Bhilai railway station (station code:- BIA) is located in Durg district, Chhattisgarh state (India). It serves Durg, Bhilai Nagar & Bhilai Power House and adjoining areas. Bhilai railway station is a part of South East Central Railway Zone. It is also one of the most prominent and important station in Howrah–Nagpur–Mumbai line. It is an 'A' grade station of Indian Railways in terms of passenger services.

History
Bhilai railway station started its functioning in 1891. Initially, Bhilai was the part of Bengal Nagpur Railway. The Nagpur–Asansol main line of Bengal Nagpur Railway which came up in 1891 covered Durg station for the first time.  The cross-country Howrah–Nagpur–Mumbai line, opened in 1890, was the second long route which passed through Bhilai railway station.

Bhilai Steel Plant, inaugurated on 4 February 1959, enhanced the importance of Bhilai railway station.

Electric Loco Shed
Bhilai Loco Shed holding 300+ electric locomotives. It is holds electric locomotives like WAG-7, WAP-7 & WAG-9. It also held a few WAM-4 locomotives, now scrapped or withdrawn.

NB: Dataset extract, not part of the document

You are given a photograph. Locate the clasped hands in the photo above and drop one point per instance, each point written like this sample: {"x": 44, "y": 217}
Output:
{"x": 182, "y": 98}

It is now holding 110+ WAG-7, 50+ WAP-7 & 150+ WAG-9 locomotives respectively.

Electrification
The Bilaspur–Bhilai and Bhilai–Durg sections were  electrified in 1970–71. The Durg station got completely electrified by June 1971, Durg–Paniajob section in 1989–90. The Paniajob–Gondia and Gondia–Bhandara Road sections in 1990–91, Bhandara Road–Tharsa and Tharsa–Nagpur sections in 1991–92.